El grupo británico Massive Attack anunció que retirará todo su catálogo de Spotify y, además, bloqueará el acceso a su música en Israel.
La decisión se da en el marco de la campaña “No a la Música para el Genocidio”, a la que ya se han sumado más de 400 artistas y sellos discográficos en protesta contra las acciones militares israelíes y la inversión de Daniel Ek, CEO de Spotify, en la startup de inteligencia artificial militar Helsing.
El boicot de Massive Attack a Spotify
Con casi ocho millones de oyentes mensuales en la plataforma, Massive Attack se convierte en una de las bandas de mayor renombre en tomar esta postura.
La agrupación señaló que la decisión está directamente relacionada con el papel de Spotify en la industria armamentista y con la situación actual en Palestina.

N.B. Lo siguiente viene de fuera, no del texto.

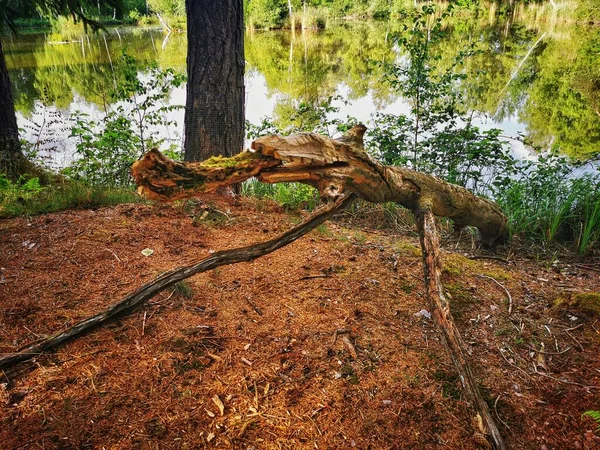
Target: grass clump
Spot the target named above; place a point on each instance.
(291, 196)
(27, 197)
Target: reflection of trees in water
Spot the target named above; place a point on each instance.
(555, 92)
(309, 66)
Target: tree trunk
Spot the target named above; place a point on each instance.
(12, 161)
(333, 167)
(214, 112)
(138, 297)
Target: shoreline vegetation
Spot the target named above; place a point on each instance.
(315, 14)
(548, 202)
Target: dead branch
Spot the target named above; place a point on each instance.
(138, 297)
(440, 309)
(332, 166)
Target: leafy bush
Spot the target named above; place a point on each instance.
(106, 149)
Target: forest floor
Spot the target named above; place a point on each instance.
(320, 345)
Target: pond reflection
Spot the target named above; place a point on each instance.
(537, 78)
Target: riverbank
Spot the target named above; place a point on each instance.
(256, 354)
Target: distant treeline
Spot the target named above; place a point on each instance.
(265, 14)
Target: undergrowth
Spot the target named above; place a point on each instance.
(27, 197)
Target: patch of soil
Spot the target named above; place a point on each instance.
(256, 355)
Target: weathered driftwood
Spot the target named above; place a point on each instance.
(340, 166)
(340, 170)
(138, 297)
(451, 338)
(332, 166)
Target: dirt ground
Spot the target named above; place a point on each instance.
(319, 345)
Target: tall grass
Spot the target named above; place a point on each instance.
(35, 199)
(289, 195)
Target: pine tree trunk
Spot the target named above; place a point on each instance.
(214, 113)
(12, 161)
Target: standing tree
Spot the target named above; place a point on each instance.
(214, 109)
(12, 161)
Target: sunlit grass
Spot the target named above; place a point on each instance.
(55, 198)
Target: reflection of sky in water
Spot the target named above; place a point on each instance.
(259, 104)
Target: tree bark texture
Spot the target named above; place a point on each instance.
(451, 338)
(214, 110)
(333, 166)
(12, 161)
(138, 297)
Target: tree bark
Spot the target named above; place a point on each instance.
(12, 161)
(138, 297)
(333, 167)
(451, 338)
(214, 112)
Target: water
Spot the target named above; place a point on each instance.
(538, 81)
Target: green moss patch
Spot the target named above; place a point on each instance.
(589, 302)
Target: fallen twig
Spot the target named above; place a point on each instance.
(448, 331)
(138, 297)
(543, 352)
(565, 381)
(493, 258)
(505, 290)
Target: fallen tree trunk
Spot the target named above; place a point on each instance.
(138, 297)
(340, 170)
(340, 166)
(332, 166)
(451, 338)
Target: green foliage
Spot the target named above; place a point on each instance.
(30, 199)
(105, 150)
(265, 13)
(437, 137)
(545, 200)
(17, 192)
(291, 196)
(173, 11)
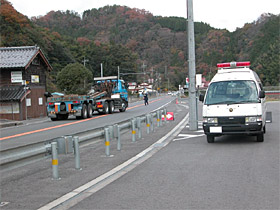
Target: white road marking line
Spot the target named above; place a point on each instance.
(187, 136)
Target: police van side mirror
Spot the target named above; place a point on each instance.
(261, 94)
(201, 97)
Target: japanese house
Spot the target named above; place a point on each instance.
(23, 82)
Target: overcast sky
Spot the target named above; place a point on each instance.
(228, 14)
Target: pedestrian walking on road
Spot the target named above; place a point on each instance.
(146, 99)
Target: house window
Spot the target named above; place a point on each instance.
(16, 76)
(36, 61)
(28, 102)
(34, 78)
(40, 101)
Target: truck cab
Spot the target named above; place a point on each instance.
(116, 97)
(234, 103)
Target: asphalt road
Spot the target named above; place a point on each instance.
(41, 130)
(235, 172)
(176, 171)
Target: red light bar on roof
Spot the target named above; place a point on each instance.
(233, 64)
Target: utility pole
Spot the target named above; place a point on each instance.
(85, 60)
(191, 55)
(101, 73)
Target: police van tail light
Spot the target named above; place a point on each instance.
(234, 64)
(253, 119)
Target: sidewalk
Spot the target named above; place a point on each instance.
(8, 123)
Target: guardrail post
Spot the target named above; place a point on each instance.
(111, 132)
(77, 152)
(139, 127)
(133, 129)
(118, 136)
(165, 113)
(152, 122)
(55, 161)
(148, 123)
(158, 118)
(107, 141)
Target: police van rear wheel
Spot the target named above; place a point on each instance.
(84, 111)
(111, 107)
(105, 108)
(123, 107)
(260, 137)
(210, 139)
(89, 111)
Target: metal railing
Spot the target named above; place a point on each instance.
(23, 155)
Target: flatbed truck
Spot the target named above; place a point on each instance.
(109, 95)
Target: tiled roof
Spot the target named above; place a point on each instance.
(12, 93)
(19, 57)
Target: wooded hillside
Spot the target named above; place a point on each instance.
(125, 37)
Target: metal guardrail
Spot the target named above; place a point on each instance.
(23, 155)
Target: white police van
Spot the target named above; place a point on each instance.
(234, 102)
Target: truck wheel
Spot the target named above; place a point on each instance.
(210, 139)
(111, 107)
(89, 111)
(54, 119)
(84, 111)
(260, 137)
(123, 107)
(105, 108)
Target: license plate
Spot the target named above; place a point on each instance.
(216, 129)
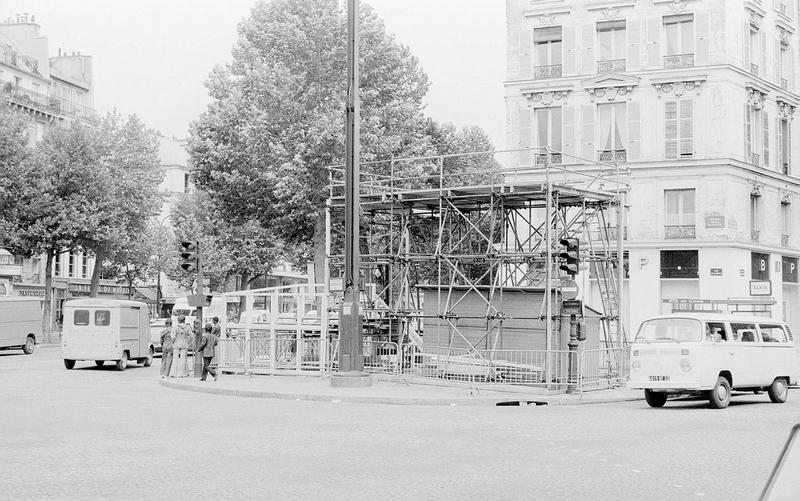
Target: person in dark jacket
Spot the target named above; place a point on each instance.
(207, 345)
(166, 348)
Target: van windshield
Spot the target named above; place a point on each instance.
(678, 330)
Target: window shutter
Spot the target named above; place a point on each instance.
(587, 131)
(570, 50)
(634, 34)
(747, 137)
(569, 133)
(654, 43)
(525, 48)
(686, 126)
(779, 145)
(634, 131)
(525, 132)
(701, 27)
(671, 129)
(766, 139)
(746, 46)
(587, 53)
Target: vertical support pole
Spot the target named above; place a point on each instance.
(351, 361)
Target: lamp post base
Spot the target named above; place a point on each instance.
(351, 379)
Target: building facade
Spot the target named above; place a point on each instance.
(696, 99)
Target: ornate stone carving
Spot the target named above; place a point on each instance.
(547, 97)
(755, 98)
(785, 110)
(678, 88)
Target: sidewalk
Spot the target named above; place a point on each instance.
(389, 389)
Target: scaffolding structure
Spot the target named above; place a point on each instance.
(462, 225)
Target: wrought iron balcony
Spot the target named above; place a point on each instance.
(612, 155)
(546, 72)
(611, 66)
(541, 158)
(679, 61)
(679, 232)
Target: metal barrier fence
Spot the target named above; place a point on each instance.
(603, 368)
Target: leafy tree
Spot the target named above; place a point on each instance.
(127, 153)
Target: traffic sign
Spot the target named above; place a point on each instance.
(569, 288)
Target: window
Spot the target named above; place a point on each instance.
(772, 333)
(679, 264)
(679, 34)
(744, 333)
(784, 145)
(102, 317)
(80, 317)
(679, 211)
(611, 122)
(759, 266)
(679, 129)
(547, 124)
(547, 52)
(611, 50)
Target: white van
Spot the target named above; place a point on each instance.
(20, 323)
(710, 355)
(106, 329)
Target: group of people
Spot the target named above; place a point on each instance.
(175, 347)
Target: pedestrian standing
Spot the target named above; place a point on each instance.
(180, 348)
(166, 348)
(207, 345)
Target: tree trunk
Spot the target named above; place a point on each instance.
(99, 256)
(319, 248)
(47, 314)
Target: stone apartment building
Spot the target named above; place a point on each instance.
(696, 98)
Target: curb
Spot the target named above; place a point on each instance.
(520, 400)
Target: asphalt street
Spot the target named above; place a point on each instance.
(95, 433)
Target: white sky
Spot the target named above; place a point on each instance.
(151, 57)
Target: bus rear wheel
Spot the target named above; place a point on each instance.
(655, 398)
(778, 391)
(720, 396)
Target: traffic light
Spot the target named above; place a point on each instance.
(570, 255)
(190, 255)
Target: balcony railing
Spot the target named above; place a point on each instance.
(679, 61)
(545, 72)
(611, 66)
(541, 158)
(612, 155)
(679, 232)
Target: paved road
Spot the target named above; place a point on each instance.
(94, 433)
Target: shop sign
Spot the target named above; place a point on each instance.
(789, 269)
(760, 288)
(715, 220)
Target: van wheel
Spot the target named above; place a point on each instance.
(720, 396)
(655, 398)
(122, 363)
(147, 362)
(778, 391)
(30, 344)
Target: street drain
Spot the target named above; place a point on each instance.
(520, 403)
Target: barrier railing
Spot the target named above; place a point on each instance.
(603, 368)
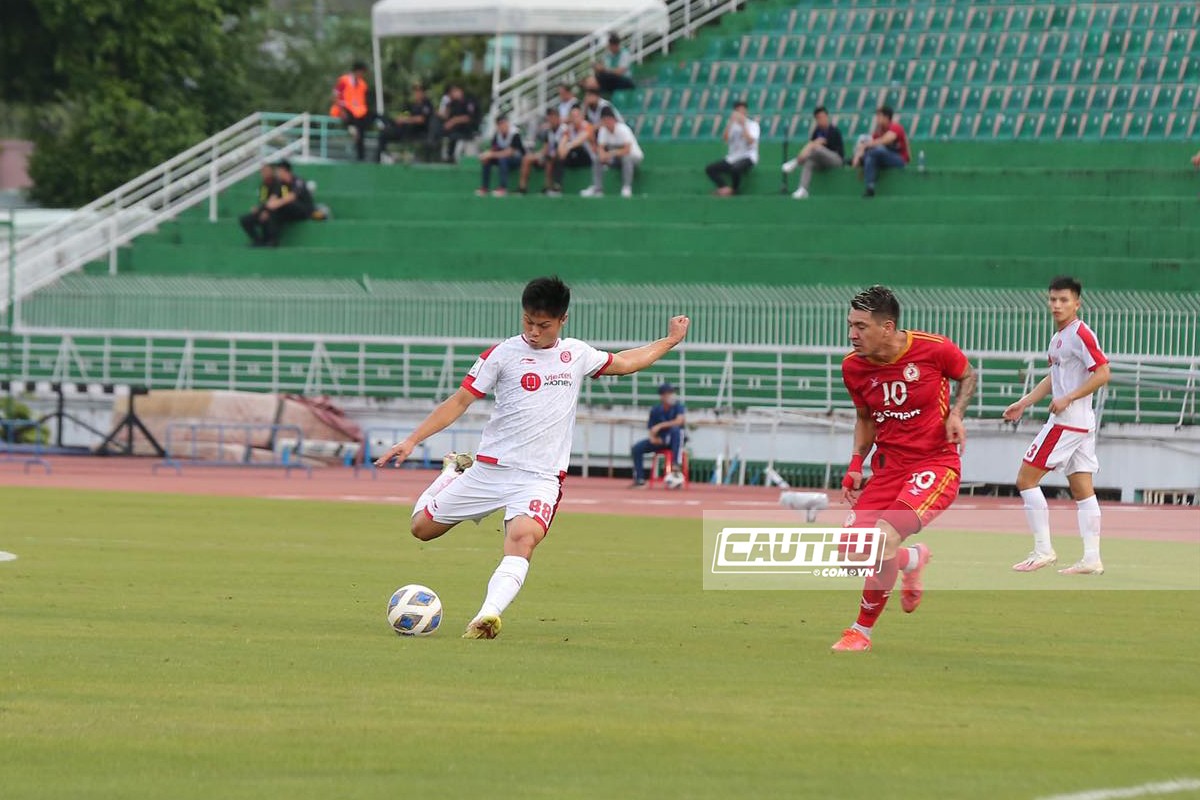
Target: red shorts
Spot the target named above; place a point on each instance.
(924, 491)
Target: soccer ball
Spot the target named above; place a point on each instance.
(414, 611)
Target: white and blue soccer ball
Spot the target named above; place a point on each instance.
(414, 611)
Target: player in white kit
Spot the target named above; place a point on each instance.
(1067, 441)
(526, 445)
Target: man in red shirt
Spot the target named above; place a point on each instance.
(886, 149)
(900, 383)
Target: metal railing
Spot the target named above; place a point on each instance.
(724, 378)
(201, 173)
(525, 95)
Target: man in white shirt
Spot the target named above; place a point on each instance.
(526, 445)
(742, 137)
(1067, 441)
(616, 146)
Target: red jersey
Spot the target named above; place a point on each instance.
(909, 400)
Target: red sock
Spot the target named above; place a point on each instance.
(876, 591)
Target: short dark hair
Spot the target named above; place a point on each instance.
(547, 295)
(1067, 282)
(879, 301)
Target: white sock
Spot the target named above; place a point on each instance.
(1089, 513)
(1037, 513)
(504, 585)
(443, 480)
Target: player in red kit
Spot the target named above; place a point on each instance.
(900, 383)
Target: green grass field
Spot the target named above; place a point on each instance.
(184, 647)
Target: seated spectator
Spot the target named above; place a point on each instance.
(567, 101)
(505, 152)
(574, 149)
(615, 70)
(412, 126)
(825, 150)
(255, 222)
(292, 204)
(666, 433)
(543, 155)
(617, 148)
(457, 120)
(885, 149)
(742, 137)
(351, 106)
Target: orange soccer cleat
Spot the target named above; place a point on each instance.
(911, 588)
(852, 641)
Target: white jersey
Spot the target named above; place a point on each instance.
(537, 391)
(1074, 354)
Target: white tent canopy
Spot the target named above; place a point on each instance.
(394, 18)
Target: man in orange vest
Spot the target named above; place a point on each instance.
(351, 106)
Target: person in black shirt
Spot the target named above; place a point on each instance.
(292, 204)
(457, 120)
(505, 152)
(253, 222)
(825, 150)
(412, 126)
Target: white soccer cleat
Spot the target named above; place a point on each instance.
(1084, 567)
(1035, 561)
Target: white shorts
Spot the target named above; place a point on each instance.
(1060, 446)
(484, 488)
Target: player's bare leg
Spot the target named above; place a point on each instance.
(1037, 513)
(1087, 511)
(522, 534)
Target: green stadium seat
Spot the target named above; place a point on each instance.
(1165, 98)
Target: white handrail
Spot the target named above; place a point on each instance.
(180, 182)
(526, 95)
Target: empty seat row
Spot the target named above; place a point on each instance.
(916, 98)
(963, 17)
(907, 46)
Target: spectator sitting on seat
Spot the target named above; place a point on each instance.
(616, 146)
(412, 126)
(567, 101)
(543, 155)
(742, 137)
(825, 150)
(292, 204)
(574, 149)
(457, 120)
(505, 151)
(666, 433)
(351, 106)
(615, 70)
(885, 149)
(255, 222)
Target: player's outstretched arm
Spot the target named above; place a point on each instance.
(630, 361)
(1014, 411)
(439, 419)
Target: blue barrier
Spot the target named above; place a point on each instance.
(376, 441)
(25, 453)
(183, 445)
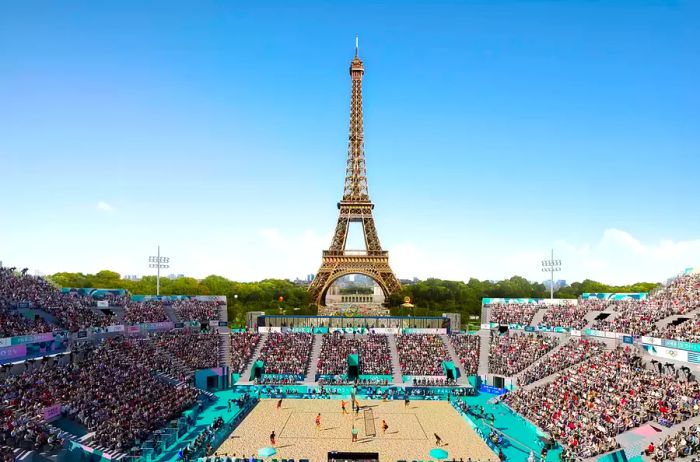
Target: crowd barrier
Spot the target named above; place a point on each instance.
(353, 330)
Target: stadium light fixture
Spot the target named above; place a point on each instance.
(158, 262)
(551, 266)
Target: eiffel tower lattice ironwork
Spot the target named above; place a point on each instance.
(355, 207)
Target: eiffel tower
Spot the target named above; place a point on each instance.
(356, 207)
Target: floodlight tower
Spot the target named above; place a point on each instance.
(551, 266)
(158, 262)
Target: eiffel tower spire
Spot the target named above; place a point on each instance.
(356, 171)
(355, 207)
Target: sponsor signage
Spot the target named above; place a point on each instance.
(13, 352)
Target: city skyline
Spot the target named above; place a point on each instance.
(493, 134)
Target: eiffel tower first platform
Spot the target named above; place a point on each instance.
(355, 206)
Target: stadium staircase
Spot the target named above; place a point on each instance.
(224, 349)
(538, 317)
(485, 335)
(562, 341)
(462, 379)
(245, 375)
(313, 359)
(87, 441)
(172, 314)
(223, 313)
(662, 324)
(591, 315)
(395, 364)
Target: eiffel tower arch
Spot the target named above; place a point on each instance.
(355, 207)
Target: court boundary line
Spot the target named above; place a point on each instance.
(415, 417)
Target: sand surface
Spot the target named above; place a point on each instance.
(409, 436)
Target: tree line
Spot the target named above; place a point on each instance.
(278, 296)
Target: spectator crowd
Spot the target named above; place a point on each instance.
(684, 443)
(421, 354)
(639, 317)
(567, 315)
(592, 402)
(572, 352)
(513, 313)
(145, 311)
(372, 350)
(287, 353)
(243, 346)
(196, 310)
(72, 311)
(110, 389)
(510, 354)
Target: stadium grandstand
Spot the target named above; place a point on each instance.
(92, 374)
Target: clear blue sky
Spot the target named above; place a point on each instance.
(494, 131)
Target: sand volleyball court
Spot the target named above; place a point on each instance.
(410, 435)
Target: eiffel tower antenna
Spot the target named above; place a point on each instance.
(355, 207)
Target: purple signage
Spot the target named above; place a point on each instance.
(52, 412)
(13, 352)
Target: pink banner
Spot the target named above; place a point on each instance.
(12, 352)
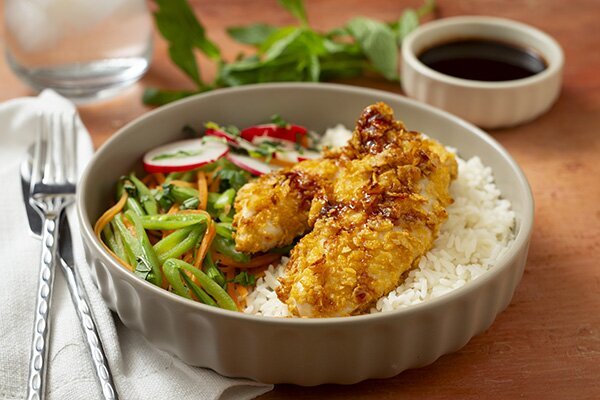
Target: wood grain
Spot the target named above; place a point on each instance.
(546, 345)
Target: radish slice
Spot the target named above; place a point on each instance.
(288, 132)
(227, 136)
(252, 165)
(183, 155)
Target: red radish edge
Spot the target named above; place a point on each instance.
(252, 165)
(214, 151)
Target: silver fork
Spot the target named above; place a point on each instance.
(52, 188)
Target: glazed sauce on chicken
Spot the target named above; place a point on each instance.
(483, 60)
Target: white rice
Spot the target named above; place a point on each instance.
(478, 231)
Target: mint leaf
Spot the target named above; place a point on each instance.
(252, 34)
(296, 8)
(378, 42)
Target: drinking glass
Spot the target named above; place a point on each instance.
(83, 49)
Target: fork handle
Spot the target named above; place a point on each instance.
(81, 302)
(36, 383)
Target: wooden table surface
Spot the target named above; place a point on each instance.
(546, 344)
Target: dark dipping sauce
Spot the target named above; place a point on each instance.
(483, 60)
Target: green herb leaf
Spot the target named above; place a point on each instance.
(296, 8)
(253, 35)
(244, 279)
(190, 204)
(280, 122)
(378, 42)
(177, 154)
(231, 177)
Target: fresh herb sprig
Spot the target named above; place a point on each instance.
(290, 53)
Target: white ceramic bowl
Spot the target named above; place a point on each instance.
(300, 351)
(486, 104)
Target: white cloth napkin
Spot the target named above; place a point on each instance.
(140, 371)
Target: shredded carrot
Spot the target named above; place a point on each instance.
(105, 219)
(255, 262)
(202, 190)
(177, 182)
(233, 294)
(159, 177)
(206, 242)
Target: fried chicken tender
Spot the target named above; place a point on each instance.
(273, 210)
(375, 207)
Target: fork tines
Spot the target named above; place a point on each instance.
(54, 170)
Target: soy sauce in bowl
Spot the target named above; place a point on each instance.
(483, 60)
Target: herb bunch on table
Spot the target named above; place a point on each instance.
(294, 53)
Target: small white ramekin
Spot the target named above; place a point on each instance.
(486, 104)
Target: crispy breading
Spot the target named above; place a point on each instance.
(273, 210)
(375, 207)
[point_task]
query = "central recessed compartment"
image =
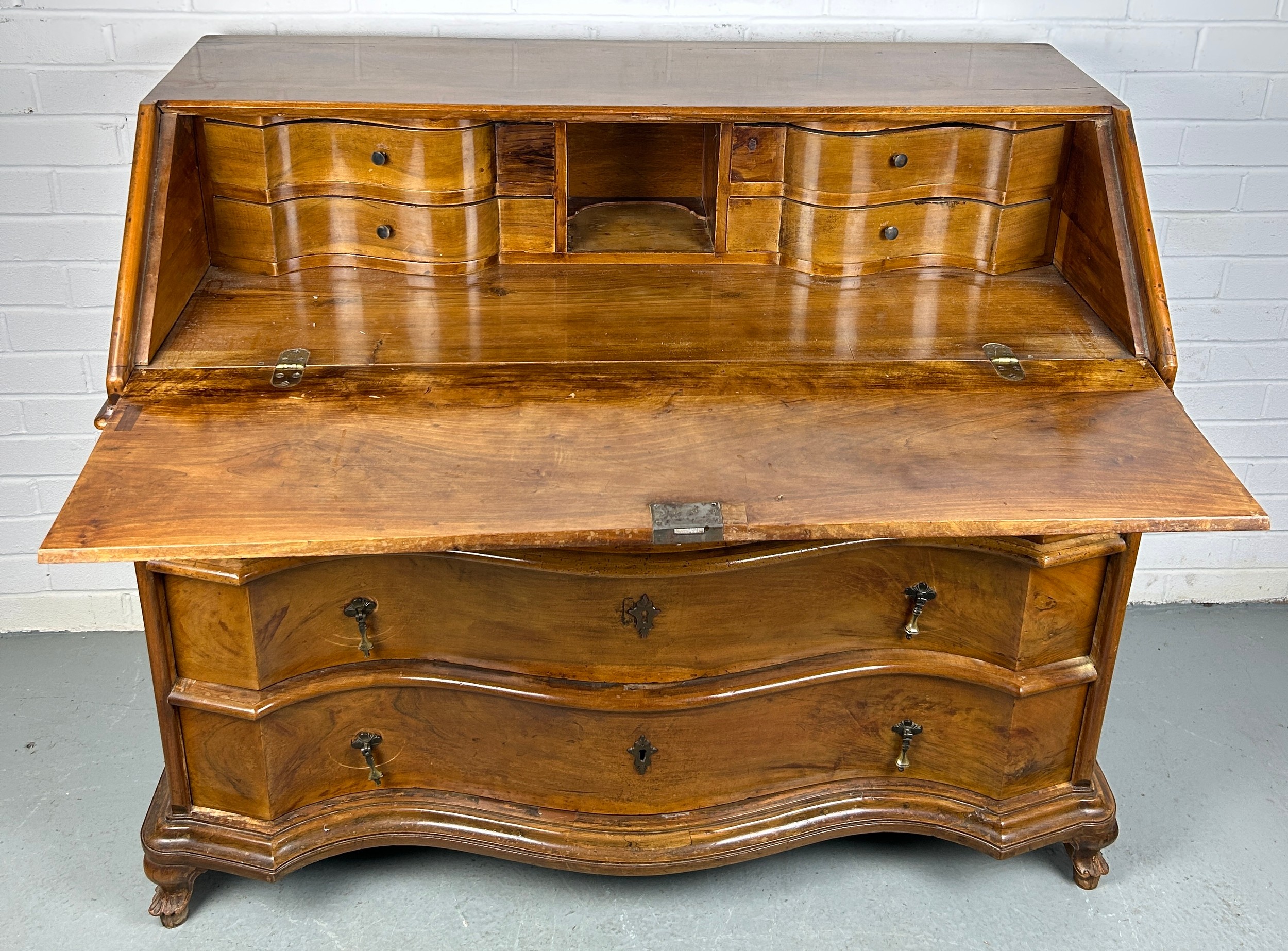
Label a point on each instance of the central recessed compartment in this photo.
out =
(642, 187)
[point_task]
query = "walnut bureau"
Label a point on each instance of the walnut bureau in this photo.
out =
(633, 456)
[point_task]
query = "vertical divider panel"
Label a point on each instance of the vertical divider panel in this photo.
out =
(561, 187)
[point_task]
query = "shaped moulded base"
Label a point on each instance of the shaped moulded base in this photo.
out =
(181, 843)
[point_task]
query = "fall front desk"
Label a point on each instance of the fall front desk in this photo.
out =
(633, 456)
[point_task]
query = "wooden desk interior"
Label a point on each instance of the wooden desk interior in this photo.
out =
(601, 314)
(633, 458)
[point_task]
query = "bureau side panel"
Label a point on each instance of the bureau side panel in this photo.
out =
(575, 623)
(214, 638)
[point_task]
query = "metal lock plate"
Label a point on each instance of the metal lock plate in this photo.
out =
(1005, 361)
(686, 523)
(290, 368)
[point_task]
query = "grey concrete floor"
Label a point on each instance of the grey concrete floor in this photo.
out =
(1196, 748)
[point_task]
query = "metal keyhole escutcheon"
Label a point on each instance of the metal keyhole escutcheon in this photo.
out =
(919, 596)
(642, 754)
(640, 615)
(360, 610)
(907, 730)
(365, 743)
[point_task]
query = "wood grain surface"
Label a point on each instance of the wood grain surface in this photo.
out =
(478, 608)
(584, 312)
(292, 160)
(566, 758)
(616, 844)
(849, 242)
(315, 232)
(289, 474)
(541, 79)
(952, 161)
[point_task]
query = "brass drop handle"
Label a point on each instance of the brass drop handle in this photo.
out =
(907, 730)
(360, 610)
(919, 596)
(365, 743)
(640, 614)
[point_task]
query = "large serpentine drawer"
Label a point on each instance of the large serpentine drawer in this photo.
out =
(603, 749)
(290, 160)
(630, 618)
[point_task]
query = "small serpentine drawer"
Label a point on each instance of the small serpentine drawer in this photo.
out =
(977, 163)
(316, 232)
(630, 618)
(289, 160)
(619, 751)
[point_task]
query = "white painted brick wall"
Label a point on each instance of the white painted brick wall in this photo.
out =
(1207, 83)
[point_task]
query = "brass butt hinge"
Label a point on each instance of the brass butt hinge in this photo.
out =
(686, 523)
(290, 368)
(1005, 361)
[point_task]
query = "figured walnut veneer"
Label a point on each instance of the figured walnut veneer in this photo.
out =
(895, 307)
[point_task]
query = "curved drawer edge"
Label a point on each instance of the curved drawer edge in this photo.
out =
(1039, 554)
(398, 266)
(624, 844)
(253, 705)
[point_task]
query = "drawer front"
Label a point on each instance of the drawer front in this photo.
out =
(548, 756)
(756, 154)
(946, 161)
(843, 242)
(568, 614)
(429, 166)
(316, 232)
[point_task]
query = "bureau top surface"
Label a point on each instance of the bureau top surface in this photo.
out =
(730, 78)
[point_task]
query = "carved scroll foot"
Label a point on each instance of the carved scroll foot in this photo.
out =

En un comunicado publicado en su cuenta de Instagram, la banda expresó:
“El dinero duramente ganado por los fans y el esfuerzo creativo de los músicos financian, en última instancia, tecnologías letales y distópicas. Ya es más que suficiente. Otro camino es posible”.
Además, recordaron el precedente histórico del boicot cultural contra el apartheid sudafricano, al que comparan con el actual conflicto:
“En 1991, el azote de la violencia del apartheid cayó de Sudáfrica, impulsado desde la distancia por boicots públicos, protestas y la retirada de obras de artistas, músicos y actores. En 2025, lo mismo se aplica al Estado genocida de Israel”.
Más artistas se suman al retiro de música
En los últimos meses, varios músicos han tomado la misma decisión que Massive Attack.
Entre ellos se encuentran Xiu Xiu, Deerhoof, King Gizzard & The Lizard Wizard, Godspeed You! Black Emperor, Hotline TNT, WU LYF y Young Widows.
Aunque la mayoría son artistas independientes, este caso resalta por tratarse de una agrupación de gran discográfica, al igual que lo hizo Neil Young cuando boicoteó temporalmente a Spotify.
El movimiento “No a la Música para el Genocidio” busca presionar a grandes compañías discográficas y plataformas de streaming para que revisen su rol en contextos de violencia y ocupación.
Massive Attack, desde sus inicios vinculados al activismo político, reafirma así su compromiso con causas sociales y su rechazo al militarismo.